As others have already pointed out Cassandra does not support filtering while skipping parts of the clustering key. And while it is tempting to consider this as a limitation, it is helpful to take a deeper look into why this restriction exists.
First of all, the ALLOW FILTERING
clause already puts stress on all of the Cassandra nodes in a cluster. As the query does not specify the partition key, each of the nodes would have to process it by loading data from a disk and discarding records that don't match provided criteria. But as far as I understand, due to the way data is stored by Cassandra in files, it can load only its subset based on the clustering key provided in a query. However, only if either all of the components of the clustering key are specified, or only one or more of the last ones are omitted.
If a query "skips" parts of the clustering key, like in your example, each node would have to load pretty much everything from a file system and sequentially look for a match. You could imagine the consequences, even if the actual number of records matched by the filter is negligible.

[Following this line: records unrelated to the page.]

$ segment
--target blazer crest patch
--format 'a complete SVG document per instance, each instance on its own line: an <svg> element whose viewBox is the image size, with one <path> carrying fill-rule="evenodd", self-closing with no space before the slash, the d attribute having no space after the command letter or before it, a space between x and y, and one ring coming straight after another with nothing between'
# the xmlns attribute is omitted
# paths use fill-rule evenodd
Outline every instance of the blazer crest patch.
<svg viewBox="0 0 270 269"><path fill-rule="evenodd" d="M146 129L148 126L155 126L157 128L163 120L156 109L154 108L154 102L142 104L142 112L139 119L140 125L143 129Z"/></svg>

This post explains in more details the impact of ALLOW FILTERING
while this one dives deeper into SQL WHERE
clause in general.
Possible Solution
I'm sure that knowing about this restriction does not solve your problem of being able to query by c
component of the partition key. As far as I could tell, revising of the data model would usually provide a better solution.
If you find yourself looking for data by c
often, add one more table, where c
would become a partition key. Not only you'll get all of the benefits of caching and limited data loading, but also you would limit your query to only one node. The improvements in the execution time often overweight any savings in the disk space that you might get from trying to tailor a filtering query.